[JW-ERP Store Authorization] Information Security Policy

1. Policy Purpose

2. Scope of Application

• Personnel: All employees, outsourced staff, cooperative suppliers, and relevant personnel involved in TikTok Shop business.
• Assets: Information systems, servers, terminal devices, data files, and other assets related to TikTok Shop business.
• Scenarios: Including but not limited to data collection, storage, transmission, processing, system operation and maintenance, business docking, and other links.

3. Core Security Specifications

(1) Data Security Management

• Data Classification and Protection

   

  Classify TikTok Shop-related data by sensitivity:
   
  • Core Data: User orders, personal information
  • General Data: Public product information
     
    Core data must be stored with AES-256 encryption; all transmission uses HTTPS. Transmission through non-encrypted channels (e.g., WeChat, plaintext email) is prohibited.
   
• Data Usage Restrictions

   

  Data may only be used for legitimate business purposes under TikTok Shop cooperation; no disclosure, resale, or abuse to third parties is allowed.

   

  Data retention periods strictly follow TikTok requirements and applicable laws; data must be securely destroyed upon expiration (e.g., data desensitization, physical destruction of storage media).

(2) System Security Management

• System Protection

   

  Deploy firewalls and intrusion detection systems (IDS) for business systems; conduct vulnerability scanning and penetration testing quarterly.

   

  Set strong passwords for servers and databases (length ≥ 12 characters, including letters, numbers, and special symbols), and change passwords every 90 days.
   
• Access Control

   

  Assign system accounts based on the least privilege principle: only grant access necessary for job roles.

   

  Enable two-factor authentication (2FA) for core systems (e.g., order management, data backend); account sharing and password reuse are prohibited.

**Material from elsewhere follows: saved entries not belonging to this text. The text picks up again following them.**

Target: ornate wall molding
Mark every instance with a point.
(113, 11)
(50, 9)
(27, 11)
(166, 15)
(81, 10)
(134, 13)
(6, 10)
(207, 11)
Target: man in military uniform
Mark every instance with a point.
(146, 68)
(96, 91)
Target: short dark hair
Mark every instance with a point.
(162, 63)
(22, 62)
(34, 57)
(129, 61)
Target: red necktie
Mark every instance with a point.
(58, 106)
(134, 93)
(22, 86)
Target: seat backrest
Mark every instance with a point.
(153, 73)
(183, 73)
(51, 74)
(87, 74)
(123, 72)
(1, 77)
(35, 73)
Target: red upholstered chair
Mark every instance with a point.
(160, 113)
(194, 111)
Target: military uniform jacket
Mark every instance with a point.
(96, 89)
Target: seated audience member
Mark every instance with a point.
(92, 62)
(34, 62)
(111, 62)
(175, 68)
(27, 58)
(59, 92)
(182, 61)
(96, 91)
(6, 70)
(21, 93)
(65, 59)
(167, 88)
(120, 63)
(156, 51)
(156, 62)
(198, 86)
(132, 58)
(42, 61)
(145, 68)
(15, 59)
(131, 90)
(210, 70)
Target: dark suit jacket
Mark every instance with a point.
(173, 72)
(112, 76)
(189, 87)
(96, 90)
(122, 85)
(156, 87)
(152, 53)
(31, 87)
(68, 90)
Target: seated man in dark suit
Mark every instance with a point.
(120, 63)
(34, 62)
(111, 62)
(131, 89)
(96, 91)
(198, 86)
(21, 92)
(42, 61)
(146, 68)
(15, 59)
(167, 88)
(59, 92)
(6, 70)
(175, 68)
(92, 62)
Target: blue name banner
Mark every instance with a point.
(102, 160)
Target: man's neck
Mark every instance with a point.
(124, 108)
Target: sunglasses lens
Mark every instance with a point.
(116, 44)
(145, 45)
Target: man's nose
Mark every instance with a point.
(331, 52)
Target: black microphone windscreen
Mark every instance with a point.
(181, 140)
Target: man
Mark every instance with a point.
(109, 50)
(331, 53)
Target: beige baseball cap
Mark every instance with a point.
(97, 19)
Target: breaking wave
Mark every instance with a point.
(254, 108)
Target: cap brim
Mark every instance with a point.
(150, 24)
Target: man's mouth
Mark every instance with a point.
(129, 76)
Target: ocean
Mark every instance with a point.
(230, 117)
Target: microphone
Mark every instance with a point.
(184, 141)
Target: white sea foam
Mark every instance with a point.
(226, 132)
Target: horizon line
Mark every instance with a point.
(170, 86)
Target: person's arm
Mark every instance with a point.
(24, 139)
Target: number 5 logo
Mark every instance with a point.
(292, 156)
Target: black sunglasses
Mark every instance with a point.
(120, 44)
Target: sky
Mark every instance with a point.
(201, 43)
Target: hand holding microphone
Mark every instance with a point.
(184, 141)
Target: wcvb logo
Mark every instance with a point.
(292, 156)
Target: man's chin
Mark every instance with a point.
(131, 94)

(3) Personnel Security Management

• Training and Agreements

   

  New employees must complete specialized training on Information Security and TikTok Compliance and pass assessment before participating in related business.

   

  All personnel involved in TikTok Shop business must sign an Information Security and Confidentiality Agreement to clarify data protection obligations.
   
• Offboarding Management

   

  All TikTok business system accounts and permissions must be revoked within 1 business day after employee resignation.

   

  Relevant data files must be handed over before departure, and a Post-Resignation Information Security Commitment must be signed.

(4) Emergency Response Mechanism

• Incident Handling Process

   

  Report to the information security manager within 1 hour in case of data leakage, system intrusion, or other security incidents.

   

  Launch emergency response within 24 hours (e.g., isolate affected systems, desensitize data, notify TikTok contacts) and issue an Incident Handling Report.
   
• Drill Requirements

   

  Conduct information security emergency drills semi-annually covering data leakage, system failures, and other scenarios to continuously optimize response processes.

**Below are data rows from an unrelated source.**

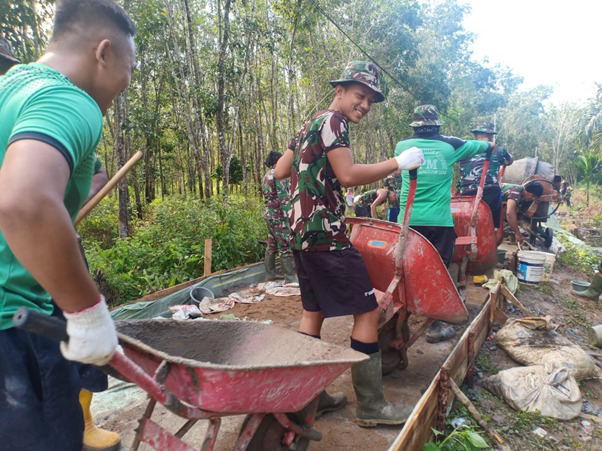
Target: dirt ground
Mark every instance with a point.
(338, 429)
(575, 314)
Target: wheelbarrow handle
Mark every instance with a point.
(40, 324)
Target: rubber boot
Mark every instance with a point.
(330, 403)
(96, 439)
(439, 331)
(372, 407)
(594, 290)
(270, 265)
(288, 270)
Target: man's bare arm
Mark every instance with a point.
(350, 174)
(37, 226)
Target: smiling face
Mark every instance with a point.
(354, 100)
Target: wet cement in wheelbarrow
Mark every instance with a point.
(120, 412)
(237, 344)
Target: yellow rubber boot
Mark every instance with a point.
(96, 439)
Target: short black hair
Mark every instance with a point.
(71, 13)
(535, 188)
(272, 158)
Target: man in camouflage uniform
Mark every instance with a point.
(332, 276)
(277, 205)
(472, 168)
(7, 58)
(431, 213)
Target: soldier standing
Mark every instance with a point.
(277, 206)
(472, 168)
(333, 278)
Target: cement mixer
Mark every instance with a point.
(530, 170)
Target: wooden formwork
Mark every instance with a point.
(431, 409)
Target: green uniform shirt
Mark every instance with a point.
(433, 185)
(37, 102)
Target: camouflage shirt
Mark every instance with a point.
(366, 199)
(276, 197)
(318, 205)
(472, 168)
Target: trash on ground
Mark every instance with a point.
(535, 341)
(552, 391)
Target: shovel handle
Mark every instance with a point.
(40, 324)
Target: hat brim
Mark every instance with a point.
(379, 96)
(425, 123)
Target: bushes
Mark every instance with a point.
(168, 248)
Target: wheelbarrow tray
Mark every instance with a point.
(429, 290)
(231, 367)
(486, 258)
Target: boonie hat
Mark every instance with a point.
(363, 72)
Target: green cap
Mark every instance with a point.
(485, 127)
(363, 72)
(425, 115)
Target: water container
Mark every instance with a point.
(530, 267)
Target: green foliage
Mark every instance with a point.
(461, 439)
(582, 259)
(169, 248)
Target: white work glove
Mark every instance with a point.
(92, 335)
(410, 158)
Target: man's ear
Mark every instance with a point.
(102, 51)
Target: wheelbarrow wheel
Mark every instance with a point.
(269, 435)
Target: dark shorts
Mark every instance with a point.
(492, 195)
(362, 212)
(443, 238)
(39, 395)
(334, 282)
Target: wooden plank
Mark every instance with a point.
(417, 430)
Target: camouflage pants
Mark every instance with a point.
(279, 237)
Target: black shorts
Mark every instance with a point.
(492, 195)
(443, 238)
(334, 282)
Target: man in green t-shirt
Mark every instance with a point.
(50, 123)
(431, 213)
(332, 275)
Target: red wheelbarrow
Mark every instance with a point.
(477, 241)
(408, 276)
(210, 369)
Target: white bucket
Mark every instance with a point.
(530, 266)
(548, 266)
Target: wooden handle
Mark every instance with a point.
(108, 187)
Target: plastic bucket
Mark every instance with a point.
(548, 266)
(530, 267)
(198, 293)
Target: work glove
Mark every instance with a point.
(92, 335)
(410, 158)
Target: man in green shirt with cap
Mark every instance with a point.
(431, 213)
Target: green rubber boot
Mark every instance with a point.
(288, 270)
(330, 403)
(270, 265)
(372, 407)
(594, 290)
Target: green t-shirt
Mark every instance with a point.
(37, 102)
(433, 185)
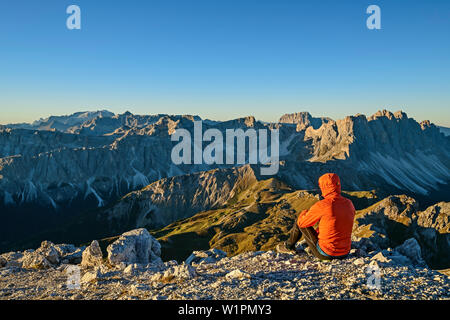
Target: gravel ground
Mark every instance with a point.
(254, 275)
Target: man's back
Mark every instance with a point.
(335, 226)
(335, 215)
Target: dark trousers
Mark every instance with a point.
(310, 235)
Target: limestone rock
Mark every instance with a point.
(183, 271)
(91, 276)
(359, 262)
(45, 257)
(136, 246)
(411, 249)
(92, 256)
(380, 258)
(2, 262)
(237, 274)
(202, 257)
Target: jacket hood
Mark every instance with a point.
(329, 183)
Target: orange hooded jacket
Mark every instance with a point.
(335, 215)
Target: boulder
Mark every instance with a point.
(136, 246)
(411, 249)
(45, 257)
(92, 256)
(380, 258)
(91, 276)
(35, 260)
(13, 259)
(203, 257)
(74, 257)
(50, 252)
(2, 262)
(183, 271)
(237, 274)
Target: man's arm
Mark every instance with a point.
(309, 218)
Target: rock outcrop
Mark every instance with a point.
(397, 222)
(92, 255)
(136, 246)
(90, 160)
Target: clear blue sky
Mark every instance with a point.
(224, 59)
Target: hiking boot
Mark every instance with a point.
(283, 248)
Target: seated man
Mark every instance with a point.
(335, 215)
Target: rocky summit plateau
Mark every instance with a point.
(92, 207)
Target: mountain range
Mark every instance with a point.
(95, 174)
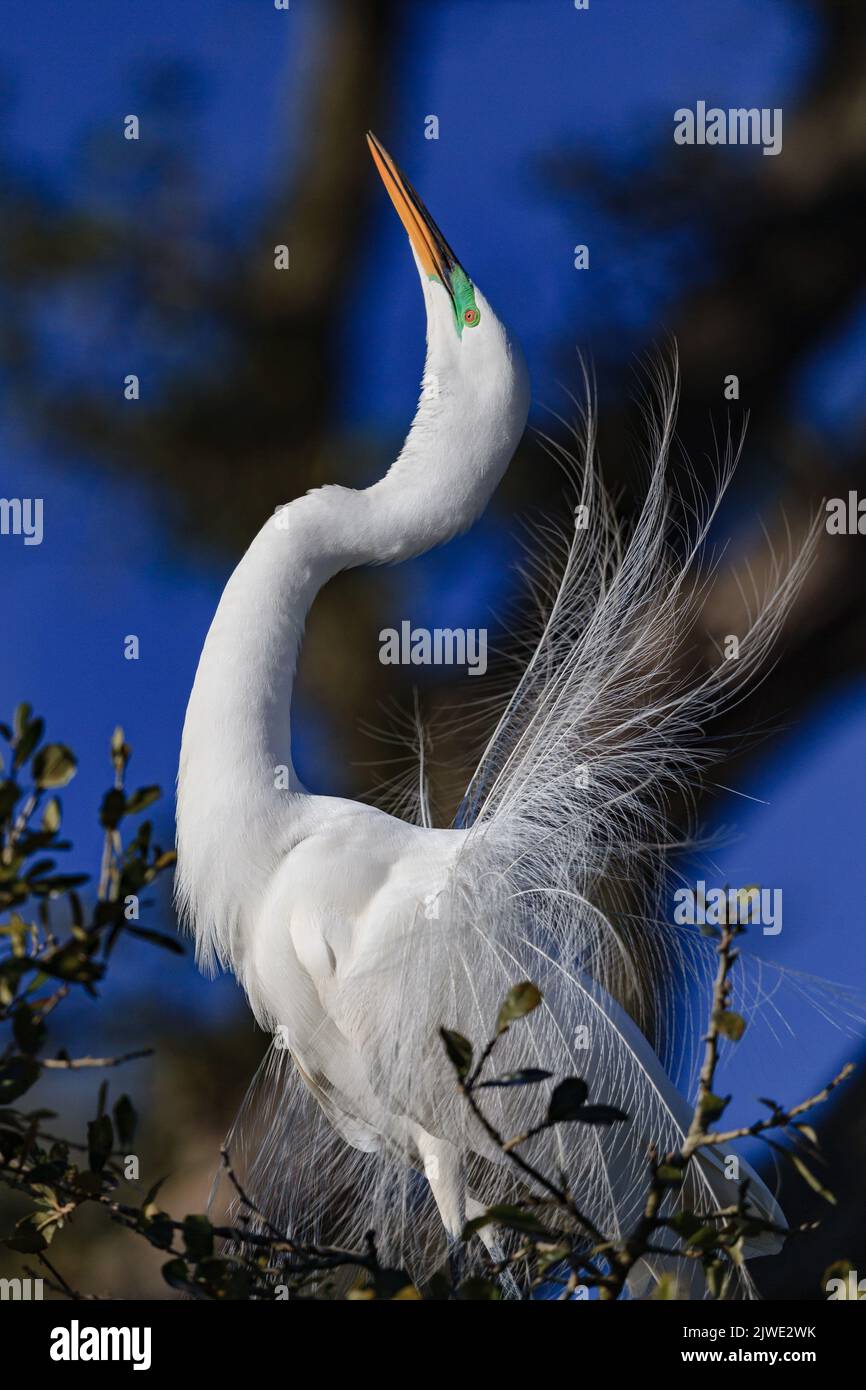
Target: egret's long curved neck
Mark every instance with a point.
(241, 806)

4. Compliance Audit and Supervision

• Internal Self-Inspection: The information security team conducts quarterly self-inspection on policy implementation and issues a Compliance Audit Report.
• External Cooperation: Cooperate with TikTok Shop and regulatory authorities in information security inspections, provide required materials promptly, and implement rectification.

5. Liability, Rewards and Punishments

• Accountability: Individuals who cause information security incidents due to violations will be held responsible per company rules; serious cases will be transferred to judicial authorities.
• Rewards: Recognize and reward personnel who proactively discover security vulnerabilities and avoid major risks.